N(6)-Methyladenosine Methylomic Landscape of Ureteral Deficiency in Reflux Uropathy and Obstructive Uropathy

BACKGROUND: Congenital anomalies of the kidneys and urinary tracts (CAKUT) represent the most prevalent cause for renal failure in children. The RNA epigenetic modification N(6)-methyladenosine (m(6)A) methylation modulates gene expression and function post-transcriptionally, which has recently been revealed to be critical in organ development. However, it is uncertain whether m(6)A methylation plays a role in the pathogenesis of CAKUT. Thus, we aimed to explore the pattern of m(6)A methylation in CAKUT. METHODS: Using m(6)A-mRNA epitranscriptomic microarray, we investigated the m(6)A methylomic landscape in the ureter tissue of children with obstructive megaureter (M group) and primary vesicoureteral reflux (V group).
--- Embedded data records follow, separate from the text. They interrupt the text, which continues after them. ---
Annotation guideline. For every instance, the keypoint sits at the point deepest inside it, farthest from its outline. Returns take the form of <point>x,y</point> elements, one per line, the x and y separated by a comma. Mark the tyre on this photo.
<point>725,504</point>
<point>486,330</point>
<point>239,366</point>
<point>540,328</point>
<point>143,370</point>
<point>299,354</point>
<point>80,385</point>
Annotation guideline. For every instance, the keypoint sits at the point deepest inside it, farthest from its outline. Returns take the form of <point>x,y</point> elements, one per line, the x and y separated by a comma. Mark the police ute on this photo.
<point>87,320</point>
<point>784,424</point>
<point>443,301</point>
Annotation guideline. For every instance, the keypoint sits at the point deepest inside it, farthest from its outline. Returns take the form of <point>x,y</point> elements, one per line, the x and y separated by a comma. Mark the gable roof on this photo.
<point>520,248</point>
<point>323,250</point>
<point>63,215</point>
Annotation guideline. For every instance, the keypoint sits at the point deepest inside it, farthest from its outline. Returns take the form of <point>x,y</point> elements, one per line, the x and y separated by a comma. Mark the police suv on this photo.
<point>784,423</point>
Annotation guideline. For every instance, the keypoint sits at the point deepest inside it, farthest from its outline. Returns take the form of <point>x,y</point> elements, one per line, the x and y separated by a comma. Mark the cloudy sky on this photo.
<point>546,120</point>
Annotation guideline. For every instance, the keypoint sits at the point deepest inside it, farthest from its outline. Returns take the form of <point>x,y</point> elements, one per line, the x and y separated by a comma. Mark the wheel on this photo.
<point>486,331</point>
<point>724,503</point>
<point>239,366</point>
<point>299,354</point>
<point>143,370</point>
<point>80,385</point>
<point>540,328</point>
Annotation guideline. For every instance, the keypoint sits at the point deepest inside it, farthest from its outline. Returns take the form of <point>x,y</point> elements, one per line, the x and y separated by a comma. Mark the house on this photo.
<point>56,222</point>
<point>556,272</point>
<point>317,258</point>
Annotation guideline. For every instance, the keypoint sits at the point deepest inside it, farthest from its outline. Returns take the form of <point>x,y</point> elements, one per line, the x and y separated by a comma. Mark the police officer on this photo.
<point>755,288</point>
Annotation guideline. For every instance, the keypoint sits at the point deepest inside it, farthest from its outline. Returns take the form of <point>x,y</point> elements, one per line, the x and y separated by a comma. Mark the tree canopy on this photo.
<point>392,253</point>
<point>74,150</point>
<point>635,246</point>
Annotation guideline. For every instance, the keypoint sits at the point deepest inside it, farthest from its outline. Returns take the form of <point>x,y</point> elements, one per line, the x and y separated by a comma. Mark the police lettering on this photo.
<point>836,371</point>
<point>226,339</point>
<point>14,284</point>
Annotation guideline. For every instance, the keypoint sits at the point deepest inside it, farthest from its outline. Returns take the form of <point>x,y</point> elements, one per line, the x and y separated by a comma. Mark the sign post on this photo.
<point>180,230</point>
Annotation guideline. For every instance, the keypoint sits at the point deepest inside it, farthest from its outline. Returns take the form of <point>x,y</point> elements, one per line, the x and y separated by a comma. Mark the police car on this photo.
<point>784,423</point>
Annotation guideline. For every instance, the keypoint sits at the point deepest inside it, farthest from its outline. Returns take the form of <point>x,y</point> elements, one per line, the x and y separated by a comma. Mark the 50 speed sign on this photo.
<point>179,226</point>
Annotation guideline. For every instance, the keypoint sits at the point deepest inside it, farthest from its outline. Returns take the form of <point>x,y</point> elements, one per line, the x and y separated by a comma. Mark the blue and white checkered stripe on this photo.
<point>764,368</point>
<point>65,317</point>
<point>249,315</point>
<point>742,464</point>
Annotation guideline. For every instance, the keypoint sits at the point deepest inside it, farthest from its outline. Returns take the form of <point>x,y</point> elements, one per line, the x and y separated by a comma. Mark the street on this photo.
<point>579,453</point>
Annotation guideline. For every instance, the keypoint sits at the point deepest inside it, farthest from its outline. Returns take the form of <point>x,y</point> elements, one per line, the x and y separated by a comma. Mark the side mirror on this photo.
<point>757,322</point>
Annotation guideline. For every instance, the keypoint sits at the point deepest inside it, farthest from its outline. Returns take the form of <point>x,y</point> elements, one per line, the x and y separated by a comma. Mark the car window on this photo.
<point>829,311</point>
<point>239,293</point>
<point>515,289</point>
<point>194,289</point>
RESULTS: A total of 228 mRNAs engaged in multiple function-relevant signaling pathways were substantially differential methylated between the “V” and “M” groups. Additionally, 215 RNA-binding proteins that recognize differentially methylated regions were predicted based on public databases. The M group showed significantly higher mRNA levels of m(6)A readers/writers (YTHDF1, YTHDF2, YTHDC1, YTHDC2 and WTAP) and significantly lower mRNA levels of m(6)A eraser (FTO) according to real-time PCR. To further investigate the differentially methylated genes, m(6)A methylome and transcriptome data were integrated to identified 298 hypermethylated mRNAs with differential expressions (265 upregulation and 33 downregulation) and 489 hypomethylated mRNAs with differential expressions (431 upregulation and 58 downregulation) in the M/V comparison. CONCLUSION: The current results highlight the pathogenesis of m(6)A methylation in obstructive and reflux uropathy.